Erzurum Cumhuriyet Başsavcılığınca hazırlanan iddianamede, Yakutiye ilçesinde 22 Temmuz’da atış yapmak üzere gittikleri yerde asistan Elif Gölveren’in (35) gururlu tüfekle vurularak ölmesi sonucu, sanıkların emniyet ve savcılıktaki ifadelerinde, Gölveren ile önceden de atış yaptıklarını ve olayın gerçekleştiği tarihteki atışa ise maktulün önerisiyle gittiklerini, sırayla atış yaptıktan sonra hedefleri düzeltirken acı sesi üzerine et kafalı döndüklerinde Gölveren’in yaralandığını ve “kendisini vurduğu”nu söyledikleri belirtiliyor.
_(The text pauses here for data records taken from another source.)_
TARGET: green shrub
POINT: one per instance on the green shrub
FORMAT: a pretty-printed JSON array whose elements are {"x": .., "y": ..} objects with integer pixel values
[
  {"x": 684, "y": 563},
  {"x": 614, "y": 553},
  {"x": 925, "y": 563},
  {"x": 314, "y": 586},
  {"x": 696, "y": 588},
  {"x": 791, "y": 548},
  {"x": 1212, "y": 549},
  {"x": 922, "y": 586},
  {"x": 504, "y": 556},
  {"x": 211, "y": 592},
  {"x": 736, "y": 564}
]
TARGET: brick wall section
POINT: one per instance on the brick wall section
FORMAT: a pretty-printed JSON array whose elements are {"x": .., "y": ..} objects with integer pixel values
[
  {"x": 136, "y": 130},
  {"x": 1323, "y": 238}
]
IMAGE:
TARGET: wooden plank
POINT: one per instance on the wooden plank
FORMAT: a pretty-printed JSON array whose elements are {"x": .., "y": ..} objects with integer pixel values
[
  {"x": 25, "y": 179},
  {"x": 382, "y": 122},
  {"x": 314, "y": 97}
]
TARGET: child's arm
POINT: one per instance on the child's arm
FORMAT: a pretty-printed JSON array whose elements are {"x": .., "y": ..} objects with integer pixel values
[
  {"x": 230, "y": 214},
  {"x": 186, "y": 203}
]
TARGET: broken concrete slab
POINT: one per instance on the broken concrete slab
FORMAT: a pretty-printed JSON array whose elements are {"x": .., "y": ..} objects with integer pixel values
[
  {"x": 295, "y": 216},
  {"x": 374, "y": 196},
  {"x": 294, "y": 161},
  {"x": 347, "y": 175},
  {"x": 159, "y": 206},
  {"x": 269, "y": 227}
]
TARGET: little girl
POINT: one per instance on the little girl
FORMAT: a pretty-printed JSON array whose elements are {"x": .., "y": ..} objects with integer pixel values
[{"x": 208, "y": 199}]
Sanıkların ifadelerindeki çelişkiler ile Gölveren’in kendini dövme ihtimalinin çokça edisyon olması ve bunun hayatın niteliksiz akışına karşıt olduğu anlatılan iddianamede, sanıkların talebi doğrultusunda baştan alınan ifadelerinde, Gölveren’in kendisini vurmadığını, olayın A.U’nun elinde bulunduğu sırada tüfeğin kapatılması sonrasında apansız ateşlenmesi sonucu kaza ile gerçekleştiğini, korktukları ve o an ortamında bulundukları psikolojiyle ilk ifadeyi verdiklerini bildirme ettikleri aktarılıyor.

A.U’nun şuurlu taksirle Gölveren’i alımlı tüfekle vurduğu, M.G.U’nun olaydaki gerçekleri peçelemek için fenomen kurgusu oluşturarak bunu A.U’ya kabul ettirdiği, maktulün kendisini vurduğu yönündeki çevirgeç işleminin M.G.U’nun olaydaki sorumluluğunu ortaya çıkardığı belirtilen iddianamede, umum deliller sonucunda olayın ihmalle ölüme sebep olma suçunu oluşturacağının değerlendirildiği, sanıkların olayın meydana gelmesinden sonra ihmali davranışlarda bulunarak maktulün ahiret yolculuğu sürecini hızlandırdıkları kaydediliyor.

İddianamede, sanıklar A.U. ve M.G.U’nun “ihmali davranışla ölüme sebebiyet atfetmek” suçundan 15 yıldan 20 yıla kadar hapisle cezalandırılmaları temenni ediliyor.